Starting a new ghost tour company is not an easy task — especially in such a special city. There are many things we needed to consider, from the routes and themes to the transportation vehicles. We also had to do our research on where we wanted the tours to go in terms of tone and feel, and how we wanted them to look.
We discovered that there are many ghost tour companies in the United States alone. What sets them apart is their structure, heritage and the amount of hard work they put in.
Structure: This is the part that no one notices but everyone experiences! How will the tours move? Will they be walking tours, or will they be vehicular? If the latter, it’s pretty important to select a mode of transport that is unique, affordable to a start-up company, hard to replicate and speaks to the objective of the tours. After much analysis, debating and research we settled on classic Cadillac funeral limos, as one does.
Heritage: We wanted the operation to have some kind of heritage that separates it from other companies in the industry. This can be by adding the true crime angle to the tours, or by having a signature limousine vehicle to set us apart from the competition. Rather than recycling canned audio clips, we choose to use the drivers as ghost guides to bring the stories to real and authentic levels. We also pride ourselves in digging deep into each murder, scandal, or suicide to extract the juicy nuances—including by using visual contexts and delectable audio clips.

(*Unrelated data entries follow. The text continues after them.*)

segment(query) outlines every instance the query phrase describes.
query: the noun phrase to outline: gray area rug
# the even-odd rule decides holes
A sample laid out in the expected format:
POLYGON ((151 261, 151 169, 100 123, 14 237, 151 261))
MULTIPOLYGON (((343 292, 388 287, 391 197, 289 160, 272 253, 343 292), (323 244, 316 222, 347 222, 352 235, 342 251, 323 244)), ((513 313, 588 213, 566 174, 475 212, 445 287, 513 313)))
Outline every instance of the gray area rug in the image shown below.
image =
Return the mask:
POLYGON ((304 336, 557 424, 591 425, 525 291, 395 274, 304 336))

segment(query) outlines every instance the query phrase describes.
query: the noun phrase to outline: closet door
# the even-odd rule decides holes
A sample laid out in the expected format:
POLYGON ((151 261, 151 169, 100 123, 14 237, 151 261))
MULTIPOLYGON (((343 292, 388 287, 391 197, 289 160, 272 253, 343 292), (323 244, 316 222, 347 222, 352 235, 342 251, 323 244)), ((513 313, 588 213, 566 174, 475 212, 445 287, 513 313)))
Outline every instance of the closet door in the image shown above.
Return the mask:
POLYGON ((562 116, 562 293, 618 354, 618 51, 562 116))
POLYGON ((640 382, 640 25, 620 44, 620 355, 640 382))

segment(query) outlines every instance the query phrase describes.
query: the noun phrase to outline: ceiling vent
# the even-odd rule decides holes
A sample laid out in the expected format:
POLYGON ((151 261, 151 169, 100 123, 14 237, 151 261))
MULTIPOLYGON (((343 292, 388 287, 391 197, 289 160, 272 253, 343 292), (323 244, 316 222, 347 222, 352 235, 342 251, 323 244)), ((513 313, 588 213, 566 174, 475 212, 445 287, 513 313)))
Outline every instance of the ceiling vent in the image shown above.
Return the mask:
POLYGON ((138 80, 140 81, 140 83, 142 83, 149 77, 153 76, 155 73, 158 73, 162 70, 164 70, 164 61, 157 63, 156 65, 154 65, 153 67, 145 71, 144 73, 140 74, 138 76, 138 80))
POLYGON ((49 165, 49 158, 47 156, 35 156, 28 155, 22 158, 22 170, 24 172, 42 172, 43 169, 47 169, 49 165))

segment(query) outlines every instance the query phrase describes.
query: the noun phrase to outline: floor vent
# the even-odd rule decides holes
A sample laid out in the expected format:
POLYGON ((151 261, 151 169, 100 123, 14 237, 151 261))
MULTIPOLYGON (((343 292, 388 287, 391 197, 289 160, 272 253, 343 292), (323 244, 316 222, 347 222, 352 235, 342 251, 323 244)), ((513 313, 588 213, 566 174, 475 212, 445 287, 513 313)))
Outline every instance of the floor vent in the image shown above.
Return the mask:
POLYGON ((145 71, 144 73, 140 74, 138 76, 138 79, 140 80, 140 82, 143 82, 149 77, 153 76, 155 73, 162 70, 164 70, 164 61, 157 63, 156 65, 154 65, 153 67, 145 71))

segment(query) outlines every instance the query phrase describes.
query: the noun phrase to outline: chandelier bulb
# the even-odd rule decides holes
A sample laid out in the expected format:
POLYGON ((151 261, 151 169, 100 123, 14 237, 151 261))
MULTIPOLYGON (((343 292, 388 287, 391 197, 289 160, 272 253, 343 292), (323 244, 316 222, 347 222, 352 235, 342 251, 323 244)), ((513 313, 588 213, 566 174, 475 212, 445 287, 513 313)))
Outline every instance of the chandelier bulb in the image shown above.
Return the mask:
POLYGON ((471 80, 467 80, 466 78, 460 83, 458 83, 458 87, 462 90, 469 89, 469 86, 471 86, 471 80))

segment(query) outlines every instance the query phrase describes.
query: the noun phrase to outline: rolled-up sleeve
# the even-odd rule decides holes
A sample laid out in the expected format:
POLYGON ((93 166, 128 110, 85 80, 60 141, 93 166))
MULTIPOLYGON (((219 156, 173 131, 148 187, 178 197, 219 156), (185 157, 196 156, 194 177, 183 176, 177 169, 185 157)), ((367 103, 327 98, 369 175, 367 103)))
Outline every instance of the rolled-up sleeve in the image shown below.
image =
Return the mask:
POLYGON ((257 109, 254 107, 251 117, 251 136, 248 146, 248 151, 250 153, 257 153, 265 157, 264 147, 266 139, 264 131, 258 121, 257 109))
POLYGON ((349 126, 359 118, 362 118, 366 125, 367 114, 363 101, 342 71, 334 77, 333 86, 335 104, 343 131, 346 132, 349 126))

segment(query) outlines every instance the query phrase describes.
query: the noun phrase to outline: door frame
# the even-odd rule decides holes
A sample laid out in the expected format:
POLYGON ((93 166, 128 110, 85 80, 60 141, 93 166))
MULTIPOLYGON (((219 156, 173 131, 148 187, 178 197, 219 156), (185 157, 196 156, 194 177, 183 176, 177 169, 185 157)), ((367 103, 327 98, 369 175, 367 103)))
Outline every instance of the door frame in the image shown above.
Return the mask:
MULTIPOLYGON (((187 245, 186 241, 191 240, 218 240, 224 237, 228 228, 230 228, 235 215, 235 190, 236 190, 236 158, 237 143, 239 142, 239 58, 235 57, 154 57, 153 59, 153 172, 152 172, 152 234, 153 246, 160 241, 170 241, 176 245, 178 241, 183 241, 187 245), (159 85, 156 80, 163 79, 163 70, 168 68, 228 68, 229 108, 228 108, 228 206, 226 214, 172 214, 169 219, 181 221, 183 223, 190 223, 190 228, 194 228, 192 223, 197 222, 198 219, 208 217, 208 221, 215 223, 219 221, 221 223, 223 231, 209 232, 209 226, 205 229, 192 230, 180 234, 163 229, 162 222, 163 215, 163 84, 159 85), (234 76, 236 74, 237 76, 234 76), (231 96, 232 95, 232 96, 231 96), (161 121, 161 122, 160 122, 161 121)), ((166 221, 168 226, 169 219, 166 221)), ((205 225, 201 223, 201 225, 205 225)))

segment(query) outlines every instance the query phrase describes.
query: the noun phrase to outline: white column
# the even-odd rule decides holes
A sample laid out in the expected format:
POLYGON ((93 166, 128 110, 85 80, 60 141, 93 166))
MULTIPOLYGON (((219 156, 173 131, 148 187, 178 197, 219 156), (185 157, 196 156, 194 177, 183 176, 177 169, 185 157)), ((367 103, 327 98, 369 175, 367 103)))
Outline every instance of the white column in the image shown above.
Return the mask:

Hard work: It takes a lot of hard work to start up a new business like this one. The crazy part is, once the company gets going—the real work begins! In a market as large and complex as tourism in Los Angeles, there is no way around the need to have solid, consistent, persistant and high quality marketing.
It is a common misconception that ghost tours are all about ghosts and the paranormal. In reality, ghost tours are about history, architecture, and culture. For example, Los Angeles boasts some pretty unique true crime files that kind of blow the other cities out of the water. After all, there’s just one Black Dahlia case, O.J. Simpson, or Natalie Wood mystery. While ghosts and the paranormal are awesome, Grave Line Tours finds that the ability to anchor spirits in factual, criminal roots with stories and narrative helps to more effectively conjure, so to speak, those entities that have moved on to other realms.
They are also about the people who lived in this area at a certain time. For example, the leading economic industry in Los Angeles is “Hollywood”, a catch-all phrase for movies, tv shows and music. Hollywood itself is just an imaginary impression driven by the talent that has flocked from countries across the world to be recognized in this small town. It’s no deeper than corrugated tin that clads the steel scaffolding of an oversized sign on a hill. Hence the Judy Garland’s, Rock Hudson’s, Mae West’s, and Michael Jackson’s are the columns that support this epic sector, even though they were just human beings like you or me. And just like us, they were flawed, sometimes anxious or depressed and often lost souls. In that sense, maybe—like the full-length mirror Marilyn Monroe once had sent up to her room at the Roosevelt Hotel—ghosts are simply reflections of ourselves.